Me découvrir
Je photographie ce qui se passe avant, pendant et après.
Les coulisses, l'énergie, le vrai. En studio comme sur le terrain.
Je m'appelle Juliette. Diplômée de l'ETPA en 2024, je me suis plongée dans la scène musicale toulousaine — le Week-end des curiosités au Bikini, le festival Cuba Hoy, suivi de plusieurs mois avec le groupe Access Crew. Apprendre la photo là où ça vit vraiment.
J'ai ensuite passé un an à sillonner la Nouvelle-Zélande. Bercée par les paysages, les rencontres et les nouveaux défis.
De retour à Nantes, ma ville natale, je travaille en indépendante avec une conviction: la photo doit raconter quelque chose de vivant.
J'ai grandi avec la musique comme bande-son. Être sur scène, dans les loges, au moment où un artiste bascule dans son set — c'est là que je suis à ma place.
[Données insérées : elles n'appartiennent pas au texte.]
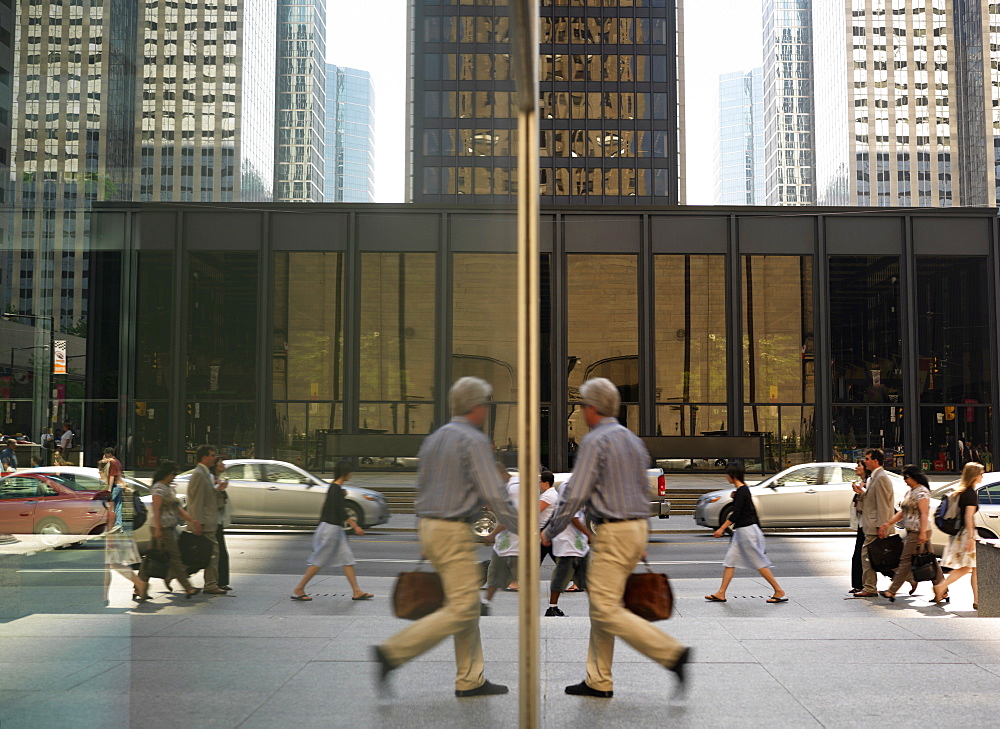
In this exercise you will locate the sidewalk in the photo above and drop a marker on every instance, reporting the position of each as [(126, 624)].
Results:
[(258, 659)]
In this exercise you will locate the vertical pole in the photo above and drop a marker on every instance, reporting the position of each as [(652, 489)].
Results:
[(524, 49)]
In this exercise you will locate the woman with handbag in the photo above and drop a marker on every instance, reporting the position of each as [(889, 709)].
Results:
[(914, 512), (167, 513), (960, 554), (747, 546)]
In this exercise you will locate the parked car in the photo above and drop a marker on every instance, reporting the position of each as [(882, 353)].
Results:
[(659, 506), (55, 504), (987, 518), (806, 495), (90, 479), (275, 492)]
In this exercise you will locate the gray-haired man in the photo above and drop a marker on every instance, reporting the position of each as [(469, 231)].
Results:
[(456, 455), (610, 479)]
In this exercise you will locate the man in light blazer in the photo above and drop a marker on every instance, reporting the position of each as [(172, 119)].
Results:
[(878, 508), (203, 505)]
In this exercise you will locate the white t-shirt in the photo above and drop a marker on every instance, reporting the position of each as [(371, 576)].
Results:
[(507, 544), (551, 497)]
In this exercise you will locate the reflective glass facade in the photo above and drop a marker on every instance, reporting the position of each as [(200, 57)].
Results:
[(609, 118), (355, 320), (301, 100), (739, 150), (350, 136)]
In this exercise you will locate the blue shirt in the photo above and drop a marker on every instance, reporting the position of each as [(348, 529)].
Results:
[(457, 474), (609, 478)]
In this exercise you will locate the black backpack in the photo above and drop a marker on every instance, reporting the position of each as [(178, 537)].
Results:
[(951, 526)]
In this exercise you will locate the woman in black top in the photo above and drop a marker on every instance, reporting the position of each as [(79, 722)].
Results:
[(747, 546), (960, 554), (330, 542)]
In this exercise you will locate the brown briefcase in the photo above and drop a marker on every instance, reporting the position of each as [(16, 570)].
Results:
[(417, 594), (648, 594)]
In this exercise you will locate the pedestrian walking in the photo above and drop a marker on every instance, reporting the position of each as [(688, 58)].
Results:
[(203, 504), (167, 513), (857, 506), (610, 480), (330, 548), (960, 553), (456, 475), (111, 474), (878, 508), (746, 549)]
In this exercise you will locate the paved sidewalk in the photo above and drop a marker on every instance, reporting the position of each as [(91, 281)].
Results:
[(258, 659)]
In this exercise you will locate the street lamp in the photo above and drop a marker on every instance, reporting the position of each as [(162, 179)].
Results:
[(52, 350)]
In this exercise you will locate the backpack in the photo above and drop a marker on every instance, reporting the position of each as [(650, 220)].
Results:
[(949, 523)]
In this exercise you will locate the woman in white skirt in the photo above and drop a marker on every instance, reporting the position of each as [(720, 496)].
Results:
[(747, 546), (960, 553), (330, 548)]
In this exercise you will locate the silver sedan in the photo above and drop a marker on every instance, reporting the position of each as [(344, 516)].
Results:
[(275, 492), (807, 495)]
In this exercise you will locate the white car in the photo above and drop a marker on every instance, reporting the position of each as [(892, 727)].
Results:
[(987, 518), (807, 495)]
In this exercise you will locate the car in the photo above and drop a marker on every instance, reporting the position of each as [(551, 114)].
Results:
[(987, 518), (276, 492), (90, 479), (806, 495), (56, 505)]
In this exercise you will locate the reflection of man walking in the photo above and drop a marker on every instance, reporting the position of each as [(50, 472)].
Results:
[(610, 478), (456, 455)]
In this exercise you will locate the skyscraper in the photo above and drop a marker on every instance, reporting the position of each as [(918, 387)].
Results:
[(789, 147), (350, 136), (301, 103), (610, 121), (739, 144)]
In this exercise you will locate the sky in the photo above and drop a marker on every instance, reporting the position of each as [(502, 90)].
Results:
[(720, 36)]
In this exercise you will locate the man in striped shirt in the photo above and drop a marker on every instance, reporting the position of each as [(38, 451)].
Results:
[(457, 474), (610, 479)]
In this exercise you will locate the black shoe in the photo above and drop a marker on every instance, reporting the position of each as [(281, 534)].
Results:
[(678, 669), (582, 689), (487, 689)]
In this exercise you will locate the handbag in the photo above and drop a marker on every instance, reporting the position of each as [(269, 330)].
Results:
[(648, 594), (156, 562), (417, 594), (925, 567)]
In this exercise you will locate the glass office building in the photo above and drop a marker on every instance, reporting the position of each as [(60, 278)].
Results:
[(739, 143), (350, 135), (286, 333), (301, 100), (789, 143), (611, 130)]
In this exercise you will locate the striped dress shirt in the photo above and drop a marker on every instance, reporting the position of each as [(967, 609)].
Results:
[(609, 478), (457, 474)]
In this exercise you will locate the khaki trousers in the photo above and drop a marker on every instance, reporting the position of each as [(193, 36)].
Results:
[(450, 547), (614, 553)]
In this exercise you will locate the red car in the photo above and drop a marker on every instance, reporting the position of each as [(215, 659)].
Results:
[(35, 503)]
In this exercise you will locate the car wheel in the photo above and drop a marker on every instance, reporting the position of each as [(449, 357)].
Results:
[(353, 511), (486, 523)]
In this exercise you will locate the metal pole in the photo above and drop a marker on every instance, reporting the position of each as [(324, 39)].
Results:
[(524, 49)]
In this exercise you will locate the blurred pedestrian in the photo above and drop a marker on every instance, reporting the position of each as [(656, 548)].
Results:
[(914, 512), (455, 476), (203, 504), (167, 514), (960, 553), (857, 506), (330, 548), (610, 479), (746, 549), (878, 508), (111, 474)]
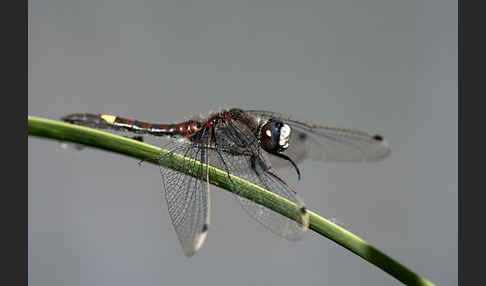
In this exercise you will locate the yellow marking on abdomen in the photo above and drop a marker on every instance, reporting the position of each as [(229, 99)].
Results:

Suivi d'artiste, backstage de clips, reportage en festival, photos de concert, pochette d'album, présence sur un tournage court métrage... Je m'intègre dans un projet créatif, je comprends ses enjeux, et je livre des images qui s'inscrivent dans une identité sur la durée.
© Yann Rabanier
J'interviens aussi auprès de structures qui ont besoin d'une image forte et authentique : restaurants, hôtels, commerces indépendants, événements professionnels.
Pas de mise en scène froide ni de stock photos interchangeables. Mon approche reste la même : je cherche ce qui fait la personnalité d'un endroit ou d'une équipe, et je le rends visible.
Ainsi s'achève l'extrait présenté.